I would very strongly encourage you to run Windows here. That does what you want, how you want.
I would equally strongly discourage you from trying to use your knowledge of Windows on macOS.
That way too often leads problems and confusion and frustrations. The two platforms are very different.
I would encourage using Time Machine, as that is integrated throughout macOS, including with macOS restores, re-installs, migrations, and other critical recovery-related sequences. Your add-on tool is not.
With volume signing and security and the signed system volume, macOS basically doesn’t do disk imaging anymore. macOS operates in two parts, a “sealed” and signed volume containing macOS, and a second volume containing the writable and user files.
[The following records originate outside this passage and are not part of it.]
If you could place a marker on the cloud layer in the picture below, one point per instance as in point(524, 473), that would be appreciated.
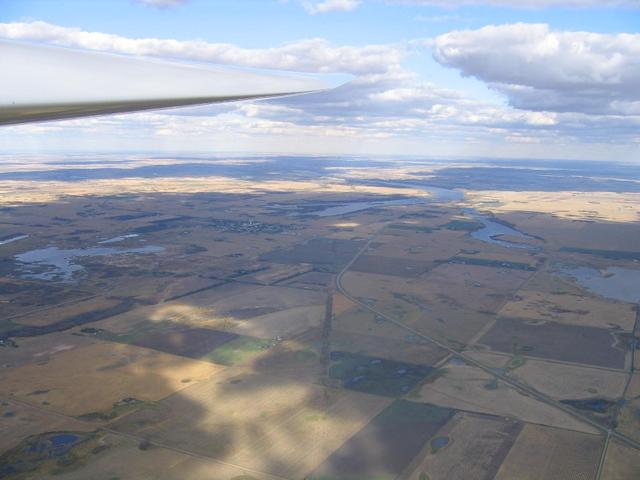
point(326, 6)
point(311, 55)
point(542, 70)
point(524, 3)
point(568, 88)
AFAIK, all of the add-on tools all had a difficult time with that division, and many (all?) ended up using Apple asr to get that to work on restore. (And macOS itself doesn’t fall back to using images anywhere anymore, it merges an existing or re-installed macOS, or a new macOS install with the users’ files and data. Often from Time Machine, though migrating from an intermediate volume restored elsewhere also works. Something that doesn’t really exist on Windows—either the migration tooling, or the signed system volume.)
I’d also generally discourage anti-malware add-ons, add-on cleaners, first-few-hops add-on VPN client apps, and other such, too. The secure volume and the built-in scanning and remediation tools do quite well against the dreck, when Gatekeeper is not overridden.